Everything had been prearranged. David hadn’t wanted anyone present, not even his lawyer. Just outside the room’s locked steel door Nick and a guard waited. The door had a small barred window; all she need do was glance over her shoulder and she would see them. She found that knowledge infinitely reassuring.

Screwing up her resolve, Andie looked David dead in the eyes. Something there, an eagerness, a hopefulness, reminded her more of a lost little boy than a man accused of two murders.

An illusion perfected over the years by a man who was a master manipulator. A cold-blooded killer.

“Thank you for coming, Dr. Bennett.”

“Don’t thank me,” she said stiffly. “I’m not your psychologist anymore. Nothing you say is confidential. I’m not bound by any doctor-patient oath. Do you understand?”

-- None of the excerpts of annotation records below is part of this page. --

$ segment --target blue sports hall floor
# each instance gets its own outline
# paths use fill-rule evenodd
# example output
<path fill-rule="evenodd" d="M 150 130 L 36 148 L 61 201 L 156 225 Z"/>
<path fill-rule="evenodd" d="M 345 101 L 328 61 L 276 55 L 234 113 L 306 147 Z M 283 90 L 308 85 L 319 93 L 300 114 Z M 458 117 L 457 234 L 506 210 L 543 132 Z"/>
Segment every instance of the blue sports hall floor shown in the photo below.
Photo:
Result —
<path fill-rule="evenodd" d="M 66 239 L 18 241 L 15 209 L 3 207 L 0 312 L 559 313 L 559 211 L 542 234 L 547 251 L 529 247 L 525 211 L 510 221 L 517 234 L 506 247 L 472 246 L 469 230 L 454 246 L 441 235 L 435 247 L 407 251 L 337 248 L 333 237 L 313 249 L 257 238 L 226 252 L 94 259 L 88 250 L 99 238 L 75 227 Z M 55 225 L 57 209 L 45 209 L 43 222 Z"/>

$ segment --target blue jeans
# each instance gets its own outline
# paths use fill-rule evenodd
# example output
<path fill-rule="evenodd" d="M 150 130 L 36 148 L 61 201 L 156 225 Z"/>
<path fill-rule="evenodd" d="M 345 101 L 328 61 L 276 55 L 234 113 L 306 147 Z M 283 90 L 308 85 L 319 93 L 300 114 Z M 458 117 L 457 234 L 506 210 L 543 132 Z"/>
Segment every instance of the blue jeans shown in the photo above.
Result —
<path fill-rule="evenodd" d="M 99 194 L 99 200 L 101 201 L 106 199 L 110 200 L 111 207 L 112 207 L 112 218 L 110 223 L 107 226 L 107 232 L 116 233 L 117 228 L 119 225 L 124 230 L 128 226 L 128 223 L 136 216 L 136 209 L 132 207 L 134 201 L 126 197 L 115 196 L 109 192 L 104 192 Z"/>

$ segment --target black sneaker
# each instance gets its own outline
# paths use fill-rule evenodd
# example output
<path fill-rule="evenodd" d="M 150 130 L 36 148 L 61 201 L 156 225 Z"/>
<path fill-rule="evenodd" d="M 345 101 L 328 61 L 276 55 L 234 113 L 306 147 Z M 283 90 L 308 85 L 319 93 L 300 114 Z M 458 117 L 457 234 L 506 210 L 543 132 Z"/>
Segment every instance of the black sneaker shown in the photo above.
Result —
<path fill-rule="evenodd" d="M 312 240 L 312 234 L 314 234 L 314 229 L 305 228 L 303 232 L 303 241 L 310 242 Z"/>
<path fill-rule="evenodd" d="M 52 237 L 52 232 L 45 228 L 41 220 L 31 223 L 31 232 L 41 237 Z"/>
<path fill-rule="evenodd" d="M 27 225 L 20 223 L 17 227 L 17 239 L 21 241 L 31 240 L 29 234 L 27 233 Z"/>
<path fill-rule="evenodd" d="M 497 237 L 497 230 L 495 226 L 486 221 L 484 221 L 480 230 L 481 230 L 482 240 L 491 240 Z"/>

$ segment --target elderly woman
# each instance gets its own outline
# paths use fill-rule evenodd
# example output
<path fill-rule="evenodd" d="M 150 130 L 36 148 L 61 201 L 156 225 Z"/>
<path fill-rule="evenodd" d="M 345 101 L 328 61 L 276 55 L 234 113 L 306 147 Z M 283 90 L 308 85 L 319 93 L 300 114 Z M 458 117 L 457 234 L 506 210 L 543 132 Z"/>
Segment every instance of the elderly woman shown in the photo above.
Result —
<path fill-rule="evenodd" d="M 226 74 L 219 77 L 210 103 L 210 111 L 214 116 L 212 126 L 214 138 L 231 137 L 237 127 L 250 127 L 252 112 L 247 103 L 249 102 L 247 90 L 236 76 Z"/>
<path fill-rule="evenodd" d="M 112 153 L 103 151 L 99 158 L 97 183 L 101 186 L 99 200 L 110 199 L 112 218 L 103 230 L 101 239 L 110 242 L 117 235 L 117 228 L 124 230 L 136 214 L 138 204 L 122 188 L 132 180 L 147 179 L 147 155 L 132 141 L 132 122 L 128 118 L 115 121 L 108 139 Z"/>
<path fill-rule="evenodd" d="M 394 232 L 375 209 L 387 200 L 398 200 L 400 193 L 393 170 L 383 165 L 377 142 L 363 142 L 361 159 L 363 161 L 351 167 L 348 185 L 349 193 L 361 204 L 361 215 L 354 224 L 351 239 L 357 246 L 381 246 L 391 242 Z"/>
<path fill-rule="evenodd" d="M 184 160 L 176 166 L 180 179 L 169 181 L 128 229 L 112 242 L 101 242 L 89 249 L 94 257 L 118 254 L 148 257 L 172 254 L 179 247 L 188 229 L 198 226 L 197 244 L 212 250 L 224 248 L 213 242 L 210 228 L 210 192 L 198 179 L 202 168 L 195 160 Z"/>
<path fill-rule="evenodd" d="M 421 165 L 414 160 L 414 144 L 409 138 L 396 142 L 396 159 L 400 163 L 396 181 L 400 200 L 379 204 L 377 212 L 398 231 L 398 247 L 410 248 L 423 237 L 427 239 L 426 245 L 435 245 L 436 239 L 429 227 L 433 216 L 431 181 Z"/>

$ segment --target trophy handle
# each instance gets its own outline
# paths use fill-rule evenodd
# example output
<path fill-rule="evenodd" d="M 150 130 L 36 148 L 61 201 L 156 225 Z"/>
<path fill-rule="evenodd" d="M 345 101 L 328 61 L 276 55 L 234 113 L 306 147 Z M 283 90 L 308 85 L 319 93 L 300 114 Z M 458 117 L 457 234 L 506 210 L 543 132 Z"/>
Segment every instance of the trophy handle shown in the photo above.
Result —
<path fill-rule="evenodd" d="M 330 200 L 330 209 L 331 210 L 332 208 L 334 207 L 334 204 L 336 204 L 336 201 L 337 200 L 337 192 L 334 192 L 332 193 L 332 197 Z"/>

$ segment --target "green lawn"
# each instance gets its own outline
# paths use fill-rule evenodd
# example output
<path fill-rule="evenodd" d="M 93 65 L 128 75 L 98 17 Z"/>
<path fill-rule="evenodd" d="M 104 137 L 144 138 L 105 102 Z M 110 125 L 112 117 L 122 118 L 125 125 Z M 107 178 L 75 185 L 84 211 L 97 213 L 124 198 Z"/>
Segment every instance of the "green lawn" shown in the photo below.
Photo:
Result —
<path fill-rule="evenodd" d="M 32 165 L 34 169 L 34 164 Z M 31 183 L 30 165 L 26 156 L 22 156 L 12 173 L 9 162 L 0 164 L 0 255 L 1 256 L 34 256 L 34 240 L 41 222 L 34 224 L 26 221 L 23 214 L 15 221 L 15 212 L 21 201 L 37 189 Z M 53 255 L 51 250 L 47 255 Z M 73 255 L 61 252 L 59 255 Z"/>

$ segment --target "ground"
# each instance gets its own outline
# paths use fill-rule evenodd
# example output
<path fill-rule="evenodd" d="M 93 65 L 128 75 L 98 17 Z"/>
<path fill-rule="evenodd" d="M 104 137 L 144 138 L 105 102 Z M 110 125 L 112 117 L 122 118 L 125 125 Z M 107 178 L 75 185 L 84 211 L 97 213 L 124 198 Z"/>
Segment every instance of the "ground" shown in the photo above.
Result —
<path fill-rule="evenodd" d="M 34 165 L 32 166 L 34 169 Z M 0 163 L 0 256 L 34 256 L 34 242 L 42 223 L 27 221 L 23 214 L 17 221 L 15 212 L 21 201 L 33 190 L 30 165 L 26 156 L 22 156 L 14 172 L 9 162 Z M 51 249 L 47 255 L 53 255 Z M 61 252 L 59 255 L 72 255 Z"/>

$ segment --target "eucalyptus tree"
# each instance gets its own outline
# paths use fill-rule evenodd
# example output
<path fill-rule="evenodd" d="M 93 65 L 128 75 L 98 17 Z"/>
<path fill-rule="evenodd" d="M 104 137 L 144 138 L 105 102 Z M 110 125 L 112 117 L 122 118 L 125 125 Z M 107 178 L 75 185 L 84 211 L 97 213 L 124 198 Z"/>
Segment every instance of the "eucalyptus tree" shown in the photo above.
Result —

He said he did and laid his hands flat against the table; the metal cuffs clicked against the wood. “Interesting twist of fate,” she said. “Now you’re the one whose wrists are bound.”

The blood seemed to drain from his face. “I’m sorry,” he whispered. “I know you’re angry with me, but—”

She cut him off, so furious suddenly she could taste the emotion. “You know nothing about me or the way I feel. You’re the slime of the earth, David, and the only reason I’m sitting here is in the hopes of learning something that will incriminate you. If I can help them fry you, I will. Do you get that?”

“Yes.” His voice shook. “I get that.”

“Then why do you want to talk to me?”

“Because I’m innocent, Dr. Bennett. Because I want to tell you my side of the story, I want you to believe me.”

“But why?” She clenched her hands into fists. “What difference would it make if I believed you?”

“You’d stand up for me. I know you would.”

Her stomach rose to her throat. No wonder he thought that, he had manipulated her to his will for weeks now.
She had made so many mistakes.
“I won’t believe you,” she said. “You killed one of my best friends. You lied to me, terrorized me—”

“I didn’t mean to hurt you. You have to believe that. I only wanted—”

“Don’t say ‘only’ to me! Don’t you dare!”

Andie jumped to her feet. She swung away from him, fighting to catch her breath. What was she doing here? she wondered. Why was she subjecting herself to this?

She wasn’t, not anymore.

“I’m leaving. I’ve heard enough.”

“No! Dr. Bennett!” She heard him launch to his feet and she swung around, afraid. She saw that his ankles, like his wrists, were shackled. She needn’t fear his sneaking up on her and overpowering her. She could escape easily, anytime she chose.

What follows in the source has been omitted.